Carelli used to “self-medicate” with opiates and alcohol.  But she has been sober for years with the success of her business and the expansion of her meaningful connections. She has two children now who depend upon her. She still sometimes needs also to depend upon others, but she is open and practical about that, and when her friends or acquaintances see she is herself in trouble, they are there to help her get home, to cover for her at work, to help in any way needed. Because she is of great service to others!

“Build your own damn house” is one of Carelli’s mottoes and is the name she gives for an order of coffee, cinnamon toast and a coconut at Trouble.

Here’s my insight, for what it is worth: if this woman can succeed at manifesting her Life Dream (and she has!), so can you, in some form!

I absolutely welcome your further insights, comments and stories. How have you or someone you know transcended such debilitating chronic conditions or learned to develop a higher quality of life within such contexts?
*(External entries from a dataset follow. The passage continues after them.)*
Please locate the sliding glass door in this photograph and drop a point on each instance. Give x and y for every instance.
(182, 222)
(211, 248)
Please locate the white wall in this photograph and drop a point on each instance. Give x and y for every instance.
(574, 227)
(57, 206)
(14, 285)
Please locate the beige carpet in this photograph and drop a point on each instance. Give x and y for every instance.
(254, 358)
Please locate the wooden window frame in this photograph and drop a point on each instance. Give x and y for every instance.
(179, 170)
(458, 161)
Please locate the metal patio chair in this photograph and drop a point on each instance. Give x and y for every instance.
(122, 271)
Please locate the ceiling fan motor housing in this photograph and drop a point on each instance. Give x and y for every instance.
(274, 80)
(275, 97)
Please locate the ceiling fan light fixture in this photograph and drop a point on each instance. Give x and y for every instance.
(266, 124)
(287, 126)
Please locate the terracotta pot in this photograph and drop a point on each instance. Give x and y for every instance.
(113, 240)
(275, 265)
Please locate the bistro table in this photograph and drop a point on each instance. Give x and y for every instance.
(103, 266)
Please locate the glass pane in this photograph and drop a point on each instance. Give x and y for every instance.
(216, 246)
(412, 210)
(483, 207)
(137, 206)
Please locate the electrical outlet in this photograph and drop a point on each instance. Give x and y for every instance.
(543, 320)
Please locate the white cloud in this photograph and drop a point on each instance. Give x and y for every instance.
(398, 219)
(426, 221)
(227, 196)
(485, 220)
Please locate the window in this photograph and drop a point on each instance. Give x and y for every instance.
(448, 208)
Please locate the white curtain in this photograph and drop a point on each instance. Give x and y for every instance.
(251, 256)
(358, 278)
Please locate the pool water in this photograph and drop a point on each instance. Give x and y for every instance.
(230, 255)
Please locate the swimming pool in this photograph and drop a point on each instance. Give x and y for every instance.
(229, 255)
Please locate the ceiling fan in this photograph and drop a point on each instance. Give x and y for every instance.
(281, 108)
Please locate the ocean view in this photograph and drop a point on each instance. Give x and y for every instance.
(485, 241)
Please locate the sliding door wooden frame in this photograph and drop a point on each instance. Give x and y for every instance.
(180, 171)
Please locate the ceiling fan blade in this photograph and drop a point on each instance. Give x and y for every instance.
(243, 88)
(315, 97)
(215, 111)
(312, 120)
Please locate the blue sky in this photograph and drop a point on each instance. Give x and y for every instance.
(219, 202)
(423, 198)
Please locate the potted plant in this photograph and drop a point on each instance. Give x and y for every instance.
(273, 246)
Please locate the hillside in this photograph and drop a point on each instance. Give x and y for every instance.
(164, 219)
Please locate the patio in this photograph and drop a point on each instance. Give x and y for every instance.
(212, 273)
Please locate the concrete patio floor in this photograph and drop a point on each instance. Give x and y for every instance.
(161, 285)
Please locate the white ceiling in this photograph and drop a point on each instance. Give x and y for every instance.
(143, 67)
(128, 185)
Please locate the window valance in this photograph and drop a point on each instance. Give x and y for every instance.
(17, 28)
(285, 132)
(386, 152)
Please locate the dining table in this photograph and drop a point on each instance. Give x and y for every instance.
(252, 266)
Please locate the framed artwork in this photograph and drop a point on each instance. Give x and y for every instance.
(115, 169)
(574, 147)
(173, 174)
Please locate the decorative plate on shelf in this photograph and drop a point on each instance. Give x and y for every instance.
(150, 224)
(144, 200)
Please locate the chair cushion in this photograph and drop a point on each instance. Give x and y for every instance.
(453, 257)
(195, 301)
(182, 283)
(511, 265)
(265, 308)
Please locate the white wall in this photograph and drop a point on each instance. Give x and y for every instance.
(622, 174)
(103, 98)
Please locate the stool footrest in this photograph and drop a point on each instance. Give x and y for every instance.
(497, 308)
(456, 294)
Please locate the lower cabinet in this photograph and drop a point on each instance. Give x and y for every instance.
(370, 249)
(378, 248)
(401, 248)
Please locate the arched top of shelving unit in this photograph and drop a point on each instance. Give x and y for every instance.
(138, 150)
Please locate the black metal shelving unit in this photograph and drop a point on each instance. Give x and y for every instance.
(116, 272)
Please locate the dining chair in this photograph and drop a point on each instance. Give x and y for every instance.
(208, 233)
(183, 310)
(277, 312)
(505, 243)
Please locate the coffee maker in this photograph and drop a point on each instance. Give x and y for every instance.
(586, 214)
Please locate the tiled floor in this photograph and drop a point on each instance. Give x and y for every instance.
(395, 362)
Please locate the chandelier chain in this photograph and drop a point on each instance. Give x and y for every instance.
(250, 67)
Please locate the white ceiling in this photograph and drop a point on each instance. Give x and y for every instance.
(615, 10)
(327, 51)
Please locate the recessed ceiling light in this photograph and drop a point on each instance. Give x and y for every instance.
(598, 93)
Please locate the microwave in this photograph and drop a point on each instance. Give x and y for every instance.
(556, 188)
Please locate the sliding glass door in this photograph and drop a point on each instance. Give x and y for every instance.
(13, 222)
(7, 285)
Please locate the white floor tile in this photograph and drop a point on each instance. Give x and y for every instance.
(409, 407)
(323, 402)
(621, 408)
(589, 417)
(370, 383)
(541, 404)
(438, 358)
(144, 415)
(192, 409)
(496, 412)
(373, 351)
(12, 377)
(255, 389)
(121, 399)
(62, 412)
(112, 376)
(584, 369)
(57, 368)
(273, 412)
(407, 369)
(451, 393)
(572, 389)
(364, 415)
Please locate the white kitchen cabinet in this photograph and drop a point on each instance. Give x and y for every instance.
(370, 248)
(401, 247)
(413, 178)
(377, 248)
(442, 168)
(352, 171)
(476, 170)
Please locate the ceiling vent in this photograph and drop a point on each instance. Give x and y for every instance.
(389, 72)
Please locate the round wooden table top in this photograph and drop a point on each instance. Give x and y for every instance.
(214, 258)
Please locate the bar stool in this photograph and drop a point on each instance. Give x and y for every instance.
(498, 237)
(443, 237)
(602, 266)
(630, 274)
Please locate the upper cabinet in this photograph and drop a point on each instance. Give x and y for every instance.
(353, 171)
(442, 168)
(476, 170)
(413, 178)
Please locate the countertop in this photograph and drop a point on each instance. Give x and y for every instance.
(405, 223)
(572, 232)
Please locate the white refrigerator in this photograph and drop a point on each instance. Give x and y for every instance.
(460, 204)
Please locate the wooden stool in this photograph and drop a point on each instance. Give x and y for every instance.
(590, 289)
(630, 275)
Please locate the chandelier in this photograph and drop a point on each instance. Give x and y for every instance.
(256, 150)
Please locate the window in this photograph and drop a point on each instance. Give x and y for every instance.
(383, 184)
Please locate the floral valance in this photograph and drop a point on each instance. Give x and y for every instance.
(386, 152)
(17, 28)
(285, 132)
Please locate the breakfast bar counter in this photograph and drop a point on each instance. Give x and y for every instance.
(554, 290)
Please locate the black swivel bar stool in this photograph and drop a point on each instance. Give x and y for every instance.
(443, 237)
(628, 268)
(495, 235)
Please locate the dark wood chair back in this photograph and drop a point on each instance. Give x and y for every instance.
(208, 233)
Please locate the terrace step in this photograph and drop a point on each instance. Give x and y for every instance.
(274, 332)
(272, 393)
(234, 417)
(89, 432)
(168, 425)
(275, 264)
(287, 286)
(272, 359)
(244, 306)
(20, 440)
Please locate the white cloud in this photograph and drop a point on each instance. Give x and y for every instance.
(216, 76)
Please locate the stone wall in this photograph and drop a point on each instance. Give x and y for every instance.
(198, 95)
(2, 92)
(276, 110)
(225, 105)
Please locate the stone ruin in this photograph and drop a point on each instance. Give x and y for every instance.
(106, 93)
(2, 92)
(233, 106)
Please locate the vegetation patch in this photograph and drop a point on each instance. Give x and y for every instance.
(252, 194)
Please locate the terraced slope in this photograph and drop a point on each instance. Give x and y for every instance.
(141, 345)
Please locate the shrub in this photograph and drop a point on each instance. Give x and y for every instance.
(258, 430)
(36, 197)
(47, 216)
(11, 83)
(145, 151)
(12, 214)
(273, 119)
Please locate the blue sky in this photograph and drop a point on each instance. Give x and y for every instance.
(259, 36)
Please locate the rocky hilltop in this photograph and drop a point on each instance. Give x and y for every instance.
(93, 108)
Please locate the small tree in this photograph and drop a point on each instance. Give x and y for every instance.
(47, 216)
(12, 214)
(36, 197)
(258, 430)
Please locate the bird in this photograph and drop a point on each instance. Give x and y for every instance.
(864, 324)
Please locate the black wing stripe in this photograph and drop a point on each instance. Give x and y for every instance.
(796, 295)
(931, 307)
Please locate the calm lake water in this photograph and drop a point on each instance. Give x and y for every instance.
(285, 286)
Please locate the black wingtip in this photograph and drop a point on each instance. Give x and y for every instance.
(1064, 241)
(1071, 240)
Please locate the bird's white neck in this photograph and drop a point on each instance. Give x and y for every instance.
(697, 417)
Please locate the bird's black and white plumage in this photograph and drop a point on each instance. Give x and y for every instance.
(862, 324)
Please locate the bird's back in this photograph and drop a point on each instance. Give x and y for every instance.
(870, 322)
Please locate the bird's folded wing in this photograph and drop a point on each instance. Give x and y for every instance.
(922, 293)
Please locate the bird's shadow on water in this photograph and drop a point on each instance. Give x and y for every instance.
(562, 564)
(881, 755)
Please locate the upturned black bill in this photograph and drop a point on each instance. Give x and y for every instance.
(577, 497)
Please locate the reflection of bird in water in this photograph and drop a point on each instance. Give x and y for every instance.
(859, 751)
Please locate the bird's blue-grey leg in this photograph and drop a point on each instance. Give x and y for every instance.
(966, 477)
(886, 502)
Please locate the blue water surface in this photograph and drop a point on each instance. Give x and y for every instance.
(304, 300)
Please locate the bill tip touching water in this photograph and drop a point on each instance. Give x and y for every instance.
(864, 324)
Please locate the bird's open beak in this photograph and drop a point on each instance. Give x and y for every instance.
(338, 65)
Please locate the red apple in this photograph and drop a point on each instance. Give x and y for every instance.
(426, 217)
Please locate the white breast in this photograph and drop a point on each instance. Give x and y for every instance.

And, does it matter? If everyone is exactly where they need to be now based on their whole histories and medical/psychological makeups, is it better to help people to adapt to their disabilities (where these are seemingly chronic and fixed), or does it make sense at all to try to intervene, particularly when they are frustrated by their condition and do wish to find relief or to finally overcome the conditions holding them in place?

I do not know the answers but am probing here. I seek our collective wisdom.